You are not obligated to accept the nomination, but should in any event consider it a compliment. The nominator is after all putting their well-being, instinctively, in your hands. That makes receiving the nomination a responsibility, because no matter which way you respond, it will make a difference in the child’s life. If you accept, you may end up being the person that child talks glowingly about years later as an adult, when he or she says “The reason I made it through the hard times was that an angel took an interest in me”.

Author: Keith Humphreys

Keith Humphreys is the Esther Ting Memorial Professor of Psychiatry at Stanford University and an Honorary Professor of Psychiatry at Kings College Lonon. His research, teaching and writing have focused on addictive disorders, self-help organizations (e.g., breast cancer support groups, Alcoholics Anonymous), evaluation research methods, and public policy related to health care, mental illness, veterans, drugs, crime and correctional systems. Professor Humphreys' over 300 scholarly articles, monographs and books have been cited over ten thousand times by scientific colleagues. He is a regular contributor to Washington Post and has also written for the New York Times, Wall Street Journal, Washington Monthly, San Francisco Chronicle, The Guardian (UK), The Telegraph (UK), Times Higher Education (UK), Crossbow (UK) and other media outlets.

5 thoughts on “When a Child from a Troubled Family Nominates You to Nurture Them”

  1. It's not always escaping from trouble. One of my Brazilian inlaws has been adopted in this way by a gifted little girl – I mean gifted, not just bright. She's not looking for love, but stimulus. Small children hoover up stuff – a normal child learns one word every couple of waking hours for years – but with her you can almost hear the motor.

  2. Beautiful post, Keith. My office has served in a small way as a part-time parenting alternative for a few students over the years: the working-class undergraduate whose parents were seriously threatening to kick her out of the house for being a lesbian (thus making her drop out of school, because she had no way of affording rent plus tuition); the child of highly religious and traditional immigrants who were telling her to deal with clinical depression by praying more; a couple of others. In my academic career I've regretted, and bemoaned as retrospectively a colossal waste of time, many commitments that I've unwittingly signed up for. But I've never regretted being there for such students.

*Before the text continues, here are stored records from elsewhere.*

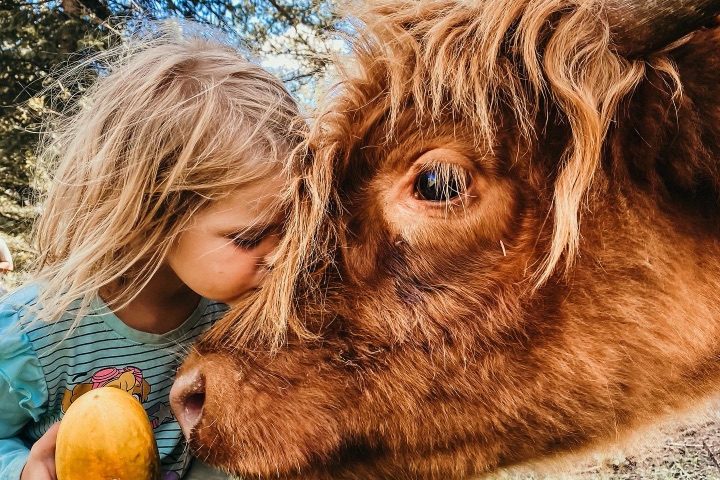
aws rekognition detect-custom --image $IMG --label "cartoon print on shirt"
[62,366,175,429]
[62,366,151,413]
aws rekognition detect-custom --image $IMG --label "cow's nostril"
[170,370,205,438]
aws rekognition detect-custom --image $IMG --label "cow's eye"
[415,165,468,202]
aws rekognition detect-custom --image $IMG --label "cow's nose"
[170,369,205,438]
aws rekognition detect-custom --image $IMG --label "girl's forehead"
[201,177,285,221]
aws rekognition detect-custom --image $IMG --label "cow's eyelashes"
[414,164,469,202]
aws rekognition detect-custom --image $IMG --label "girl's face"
[168,180,282,304]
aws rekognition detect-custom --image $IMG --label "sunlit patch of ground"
[498,400,720,480]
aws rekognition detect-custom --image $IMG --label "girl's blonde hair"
[34,23,304,321]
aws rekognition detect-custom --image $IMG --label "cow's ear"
[606,0,720,58]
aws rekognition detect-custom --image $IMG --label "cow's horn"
[606,0,720,57]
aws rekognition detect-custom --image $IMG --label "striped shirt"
[0,286,227,480]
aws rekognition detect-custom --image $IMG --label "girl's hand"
[20,422,60,480]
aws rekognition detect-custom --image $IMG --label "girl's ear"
[605,0,720,58]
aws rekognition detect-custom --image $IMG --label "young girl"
[0,25,302,480]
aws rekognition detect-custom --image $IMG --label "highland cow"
[167,0,720,480]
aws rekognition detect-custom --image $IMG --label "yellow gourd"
[55,387,160,480]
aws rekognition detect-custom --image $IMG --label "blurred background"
[0,0,342,288]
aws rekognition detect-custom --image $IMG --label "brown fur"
[174,0,720,479]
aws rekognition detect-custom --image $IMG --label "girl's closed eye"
[227,224,280,250]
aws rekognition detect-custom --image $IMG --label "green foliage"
[0,0,335,276]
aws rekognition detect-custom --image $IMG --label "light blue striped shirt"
[0,286,227,480]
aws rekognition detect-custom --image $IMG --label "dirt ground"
[498,400,720,480]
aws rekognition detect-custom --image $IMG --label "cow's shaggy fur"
[176,0,720,479]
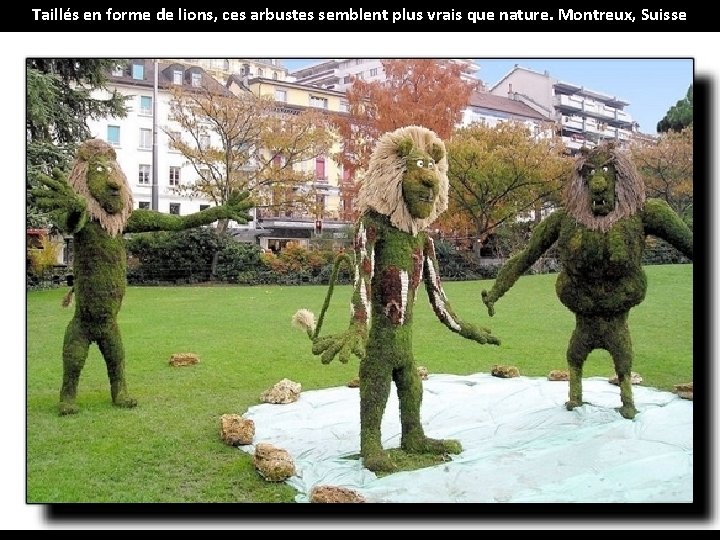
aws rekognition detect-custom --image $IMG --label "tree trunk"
[210,219,229,281]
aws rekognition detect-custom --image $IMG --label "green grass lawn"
[27,265,693,503]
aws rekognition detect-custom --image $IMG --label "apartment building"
[87,59,230,215]
[227,75,350,251]
[289,58,480,91]
[460,91,553,130]
[488,65,637,153]
[169,58,288,84]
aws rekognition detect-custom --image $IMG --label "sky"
[283,57,694,134]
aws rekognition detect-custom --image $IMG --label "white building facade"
[88,60,223,215]
[289,58,479,91]
[489,65,637,152]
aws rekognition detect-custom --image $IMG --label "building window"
[315,157,327,183]
[108,126,120,145]
[140,96,152,116]
[138,165,150,186]
[168,167,180,187]
[310,96,327,109]
[167,131,182,152]
[132,64,145,81]
[140,128,152,150]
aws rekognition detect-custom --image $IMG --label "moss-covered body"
[296,127,499,471]
[36,139,249,414]
[483,143,693,418]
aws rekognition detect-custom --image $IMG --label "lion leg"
[565,315,593,411]
[58,317,90,415]
[360,357,395,472]
[393,361,462,454]
[98,321,137,408]
[607,312,637,420]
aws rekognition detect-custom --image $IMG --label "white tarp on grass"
[239,374,693,503]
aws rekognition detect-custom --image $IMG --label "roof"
[109,59,230,95]
[470,92,548,120]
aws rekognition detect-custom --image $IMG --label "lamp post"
[151,59,159,212]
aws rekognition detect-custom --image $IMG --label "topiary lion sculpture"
[34,139,251,415]
[293,126,499,471]
[482,143,693,419]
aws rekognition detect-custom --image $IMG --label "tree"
[656,84,693,133]
[336,59,473,218]
[163,85,335,232]
[632,126,693,221]
[25,58,127,227]
[438,122,572,258]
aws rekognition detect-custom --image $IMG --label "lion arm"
[125,206,231,233]
[642,199,693,260]
[423,237,500,344]
[486,211,564,304]
[350,218,378,325]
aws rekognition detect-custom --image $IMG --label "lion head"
[358,126,449,235]
[68,139,133,236]
[565,142,645,232]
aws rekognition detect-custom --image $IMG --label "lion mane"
[68,139,133,236]
[565,144,645,232]
[358,126,449,236]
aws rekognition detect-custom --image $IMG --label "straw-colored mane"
[68,139,133,236]
[358,126,449,235]
[565,146,645,232]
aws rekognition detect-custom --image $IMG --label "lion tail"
[292,253,352,341]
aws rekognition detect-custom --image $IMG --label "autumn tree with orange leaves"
[336,59,473,219]
[437,122,573,258]
[632,126,693,221]
[163,86,336,231]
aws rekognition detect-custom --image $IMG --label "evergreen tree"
[25,58,127,227]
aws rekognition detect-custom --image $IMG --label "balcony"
[554,94,583,111]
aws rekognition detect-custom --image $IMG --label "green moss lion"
[294,126,499,471]
[482,143,693,419]
[35,139,251,415]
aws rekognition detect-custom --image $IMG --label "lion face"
[357,126,449,235]
[87,155,124,214]
[402,152,440,219]
[580,151,617,216]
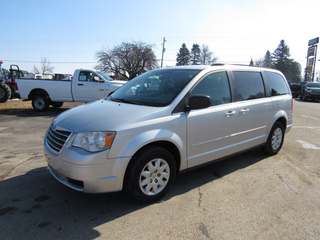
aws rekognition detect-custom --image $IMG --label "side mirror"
[188,95,211,110]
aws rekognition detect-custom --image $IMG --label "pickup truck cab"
[15,69,126,112]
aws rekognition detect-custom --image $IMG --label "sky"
[0,0,320,78]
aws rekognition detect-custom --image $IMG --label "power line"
[3,59,97,64]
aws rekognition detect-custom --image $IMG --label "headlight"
[72,132,116,152]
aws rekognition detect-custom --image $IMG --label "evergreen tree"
[200,44,217,65]
[176,43,190,66]
[190,44,201,65]
[272,40,293,74]
[263,50,272,68]
[272,40,301,82]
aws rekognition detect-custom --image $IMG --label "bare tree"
[33,57,54,74]
[95,42,158,80]
[200,44,218,65]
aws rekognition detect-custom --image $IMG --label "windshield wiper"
[110,96,140,104]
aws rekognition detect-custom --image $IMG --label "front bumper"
[44,143,129,193]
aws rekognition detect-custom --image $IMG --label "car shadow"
[0,149,266,239]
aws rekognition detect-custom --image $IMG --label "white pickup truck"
[15,69,126,112]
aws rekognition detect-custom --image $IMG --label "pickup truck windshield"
[97,72,113,81]
[108,69,201,107]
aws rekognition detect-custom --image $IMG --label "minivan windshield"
[307,83,320,88]
[108,68,201,107]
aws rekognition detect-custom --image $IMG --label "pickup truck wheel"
[32,95,50,112]
[0,83,11,103]
[51,102,63,107]
[263,122,284,155]
[124,147,176,203]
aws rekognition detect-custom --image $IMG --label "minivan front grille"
[46,124,72,154]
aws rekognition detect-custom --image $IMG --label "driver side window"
[190,72,231,106]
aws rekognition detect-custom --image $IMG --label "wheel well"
[276,117,287,129]
[127,141,181,173]
[28,88,50,99]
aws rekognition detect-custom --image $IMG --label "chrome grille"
[47,125,71,154]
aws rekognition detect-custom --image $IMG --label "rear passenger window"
[233,72,265,101]
[265,72,290,96]
[190,72,231,106]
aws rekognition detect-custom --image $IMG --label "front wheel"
[123,146,176,203]
[263,122,284,155]
[32,95,50,112]
[0,83,11,103]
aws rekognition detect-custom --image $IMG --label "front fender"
[115,129,187,169]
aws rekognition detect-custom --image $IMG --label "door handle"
[226,111,236,117]
[240,108,250,114]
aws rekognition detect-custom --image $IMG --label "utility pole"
[161,37,167,68]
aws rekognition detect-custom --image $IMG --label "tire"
[263,122,285,156]
[0,83,11,103]
[302,94,308,101]
[123,146,176,203]
[51,102,63,108]
[32,95,50,112]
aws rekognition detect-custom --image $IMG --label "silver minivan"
[44,64,293,203]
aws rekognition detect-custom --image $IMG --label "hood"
[111,80,127,84]
[53,100,164,132]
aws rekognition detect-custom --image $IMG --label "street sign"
[308,37,319,46]
[308,47,316,57]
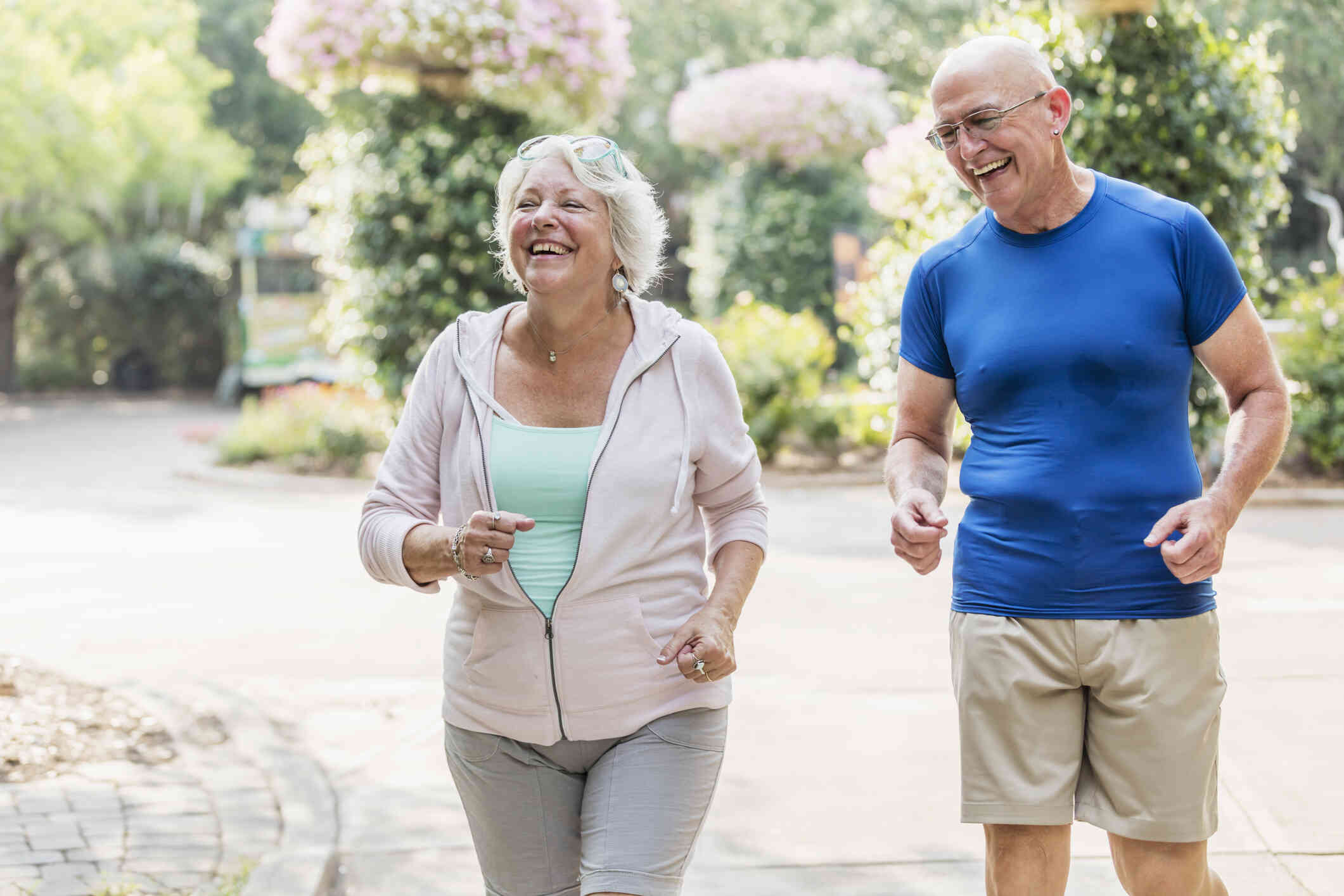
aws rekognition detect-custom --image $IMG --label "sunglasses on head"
[518,134,629,177]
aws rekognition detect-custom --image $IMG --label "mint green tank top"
[490,414,602,618]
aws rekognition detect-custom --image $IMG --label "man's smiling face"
[930,53,1062,230]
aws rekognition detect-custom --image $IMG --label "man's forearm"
[883,435,947,504]
[1208,387,1291,524]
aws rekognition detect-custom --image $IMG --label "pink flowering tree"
[257,0,633,125]
[668,56,895,170]
[837,114,978,392]
[668,58,895,322]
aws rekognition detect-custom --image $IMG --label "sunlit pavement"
[8,400,1344,896]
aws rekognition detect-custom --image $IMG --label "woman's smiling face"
[509,156,621,294]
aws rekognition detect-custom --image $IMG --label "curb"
[114,681,340,896]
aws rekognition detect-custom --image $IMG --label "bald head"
[929,35,1058,94]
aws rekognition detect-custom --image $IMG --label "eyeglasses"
[925,90,1050,149]
[518,134,629,177]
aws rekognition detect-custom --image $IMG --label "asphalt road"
[0,399,1344,896]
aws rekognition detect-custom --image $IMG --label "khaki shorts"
[444,708,729,896]
[949,610,1227,842]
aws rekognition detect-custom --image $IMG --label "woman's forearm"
[706,541,765,629]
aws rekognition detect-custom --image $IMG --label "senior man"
[886,37,1289,896]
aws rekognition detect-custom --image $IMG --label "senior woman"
[359,136,766,896]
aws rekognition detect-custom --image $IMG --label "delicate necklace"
[527,295,625,364]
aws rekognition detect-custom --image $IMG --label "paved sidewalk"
[0,402,1344,896]
[0,682,335,896]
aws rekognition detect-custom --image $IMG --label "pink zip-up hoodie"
[359,298,766,744]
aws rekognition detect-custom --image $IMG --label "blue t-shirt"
[900,172,1246,619]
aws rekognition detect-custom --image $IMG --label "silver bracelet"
[453,523,481,582]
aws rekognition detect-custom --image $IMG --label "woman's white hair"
[493,134,668,294]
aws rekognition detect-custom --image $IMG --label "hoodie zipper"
[468,322,681,740]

    And those students, at a relatively elite university, were in some ways luckier than most–as well as being adults who had had relatively decent and stable families to that point. As for those who can, and do, more seriously and continuously help kids who are really deprived and desperate: angels indeed.

    1. Thanks Andy. Although we are paid to do chalk and talk and the like, I sometimes think the most important things we do as professors are activities such as the ones you describe that are not in our official job descriptions.

  3. Once upon a time there was a program called "Block Parents". I know, because my grandfather belonged to it. When we visited him, it was not unusual for neighborhood kids to come by for a meal or a snack or just to hang with grandad. It's a shame that our paranoia about all those around us have killed those sorts of programs. I cannot imagine the liability issues we would have today, and what insurance against those contingencies might cost.

  4. Or sometimes you admire the kid from a distance, while hoping your own fingernails will continue to grip the slope. And wonder just how unpleasing their home must be that they prefer yours to it.